E164.arpa, die von ITU und IAB (Internet Architecture Board) ausgehandelte ENUM-Superregistry, ist ein Paradebeispiel für schlechtes Marketing, meint Duane Groth, einer der Initiatoren von e164.org. "Man hat keine öffentlichen Konsultationen gemacht und man hat es nicht geschafft, das breit zu implementieren, weil zu viele Datenschutzbedenken dagegen bestehen, die Daten der Leute zwangsweise in öffentlich zugängliche Datenbanken einzustellen." Die offiziellen ENUM-Versuche stecken in der Tat nach wie vor in Debatten über Rufnummern-Validierung und Vergabeverfahren für die Länderregistraturen (wie 9.4.e164arpa). Bei e164.org hat man sich für ein Rückruf-PIN-Verfahren zur Validierung entschieden. Nutzer, die sich anmelden, erhalten durch einen Rückruf auf die gemeldete Nummer ein PIN, die sie anschließend per Web eingeben. Dadurch soll der Nummernklau verhindert werden. Diese Art der Validierung war auch beim DENIC, verantwortlich für den offiziellen deutschen Test, bereits im Gespräch. Doch räumte DeNIC-Chefin Sabine Dolderer kürzlich ein, dass die Validierungsfrage nach wie vor ungelöst ist. Auch beim PIN-Verfahren ist nicht ganz auszuschließen, dass ein Anrufer sich eine Nummer gekapert hat.

Wer nicht so lange warten will, bis aus Versuchen Produkte werden, kann seinen Eintrag nun über e164.org vornehmen. Nutzer können darüber ihre ENUM-Datensätze verwalten und darin ihre Telefonnummern, E-Mail- oder Web- sowie Sip-Adressen aufführen. Wer seine Anrufe übers Netz tätigen will, muss allerdings vorerst sein System dafür aber selbst aufsetzen, sagt Groth. E164.org sei kein VoIP-Betreiber. Vielmehr helfe er Nutzern, ohne klassische Telefonprovider und ohne VoIP-Provider auszukommen. Dafür müssen sie allerdings selbst Hand anlegen und etwa eine Lösung wie die Asterisk-Box einsetzen, um Anrufe machen zu können. Asterisk stellt eine komplette PBX-Telefonanlage in Form von Open-Source-Software unter Linux dar. Im nächsten Schritt will man einen eigenen Asterisk-Server aufsetzen und Nutzern eine CD anbieten, die aus dem PC einen Call-Router für e164.org macht.
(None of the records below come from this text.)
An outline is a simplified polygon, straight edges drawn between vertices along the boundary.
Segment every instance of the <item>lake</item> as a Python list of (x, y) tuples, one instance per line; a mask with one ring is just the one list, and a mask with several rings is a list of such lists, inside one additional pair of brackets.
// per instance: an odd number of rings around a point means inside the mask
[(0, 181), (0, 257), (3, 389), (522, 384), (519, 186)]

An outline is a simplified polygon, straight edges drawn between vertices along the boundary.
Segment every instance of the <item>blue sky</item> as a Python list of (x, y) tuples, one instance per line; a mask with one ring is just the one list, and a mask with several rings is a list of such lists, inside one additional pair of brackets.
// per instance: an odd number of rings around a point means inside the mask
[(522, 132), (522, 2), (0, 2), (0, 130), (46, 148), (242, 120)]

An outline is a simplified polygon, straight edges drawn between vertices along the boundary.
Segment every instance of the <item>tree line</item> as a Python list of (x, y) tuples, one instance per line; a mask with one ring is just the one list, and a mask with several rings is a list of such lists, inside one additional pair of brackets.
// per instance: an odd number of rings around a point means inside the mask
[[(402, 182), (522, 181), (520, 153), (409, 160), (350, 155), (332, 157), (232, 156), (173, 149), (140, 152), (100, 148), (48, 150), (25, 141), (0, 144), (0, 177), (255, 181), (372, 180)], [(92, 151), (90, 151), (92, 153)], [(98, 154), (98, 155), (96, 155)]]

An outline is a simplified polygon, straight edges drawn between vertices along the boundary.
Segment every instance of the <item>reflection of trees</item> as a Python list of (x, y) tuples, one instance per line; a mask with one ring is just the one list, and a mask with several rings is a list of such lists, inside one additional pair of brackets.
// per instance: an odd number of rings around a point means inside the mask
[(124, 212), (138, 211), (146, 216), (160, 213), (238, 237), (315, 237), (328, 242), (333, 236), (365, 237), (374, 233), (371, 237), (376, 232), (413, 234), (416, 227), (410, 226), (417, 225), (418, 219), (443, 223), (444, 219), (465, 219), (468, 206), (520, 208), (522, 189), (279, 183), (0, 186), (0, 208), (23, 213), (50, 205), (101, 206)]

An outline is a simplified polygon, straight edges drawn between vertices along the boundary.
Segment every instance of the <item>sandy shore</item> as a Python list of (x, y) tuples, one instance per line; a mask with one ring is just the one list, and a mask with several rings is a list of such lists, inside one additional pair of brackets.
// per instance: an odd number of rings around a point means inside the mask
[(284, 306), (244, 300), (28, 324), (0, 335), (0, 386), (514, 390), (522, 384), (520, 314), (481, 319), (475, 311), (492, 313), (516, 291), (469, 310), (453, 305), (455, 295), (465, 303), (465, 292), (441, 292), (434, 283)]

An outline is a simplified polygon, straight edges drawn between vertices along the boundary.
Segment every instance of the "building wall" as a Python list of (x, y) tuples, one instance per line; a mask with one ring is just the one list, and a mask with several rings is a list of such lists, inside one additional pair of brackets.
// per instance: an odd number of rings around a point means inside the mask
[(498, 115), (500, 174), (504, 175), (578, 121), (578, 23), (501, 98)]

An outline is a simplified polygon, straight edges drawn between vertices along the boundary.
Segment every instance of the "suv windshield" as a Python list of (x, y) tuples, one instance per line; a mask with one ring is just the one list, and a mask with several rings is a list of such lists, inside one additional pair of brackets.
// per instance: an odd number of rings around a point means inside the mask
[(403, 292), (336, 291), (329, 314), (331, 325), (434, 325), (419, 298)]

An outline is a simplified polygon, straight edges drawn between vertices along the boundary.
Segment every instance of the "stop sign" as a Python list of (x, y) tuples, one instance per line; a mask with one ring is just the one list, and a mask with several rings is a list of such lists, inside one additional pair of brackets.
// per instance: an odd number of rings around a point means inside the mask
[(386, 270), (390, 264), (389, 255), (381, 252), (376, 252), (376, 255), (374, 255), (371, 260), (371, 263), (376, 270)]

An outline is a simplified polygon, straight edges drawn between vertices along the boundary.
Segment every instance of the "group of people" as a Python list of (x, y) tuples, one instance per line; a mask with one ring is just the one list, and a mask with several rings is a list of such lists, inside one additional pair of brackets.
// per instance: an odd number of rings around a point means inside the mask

Was die ITU und nationale Regulierungsbehörden sagen, wenn zum Beispiel deutsche Rufnummern in solche Verzeichnisse eingetragen werden, bleibt abzuwarten. Abgesehen von einer großen ENUM-Anhörung hat sich die Regulierungsbehörde für Post und Telekommunikation auch die Prüfung des deutschen VoIP-Anbieters Sipgate vorgenommen, der ortsunabhängig Rufnummern aus dem deutschen Netz für seinen Dienst vergibt. Sobald Sipgate nun Rufnummern aus zusätzlichen Ortsnetzen bekommt (auf dem Plan stehen unter anderem Berlin, München, Frankfurt, Stuttgart, Köln), will man die Dienste für Altkunden soweit sinnvoll umstellen. Der Regulierungsbehörde gefällt die Vergabe von Nummern aus dem Ortsnetz ohne Ortsbezug gar nicht recht. Der Eintrag deutscher Rufnummern in Australien oder bei Pulvers geplanter .tel-Domain dürfte da auch nicht auf große Gegenliebe stoßen.

Die offizielle ENUM-Gemeinde ist mit Blick auf die alternativen Nummerzonen auch nicht so recht glücklich und warnt unter anderem davor, dass das Aufkommen zu vieler Zonen beim Routen von Anrufen ein Problem werden kann. Dass es nur eine Root-Zone geben kann, bestreiten allerdings die Newcomer. Von einer .tel-Domain hält Groth allerdings nicht so viel: Der einzige Vorteil im Vergleich zu irgendeiner com-, net- order org-Domain sei der Wiedererkennungswert. Doch was .tel mache, könne auch mit jeder beliebigen anderen Domain gemacht werden -- wie e164.org. Während es bei e164.arpa also noch mit der Werbung hapert, sei .tel ein reiner Marketing-Gag.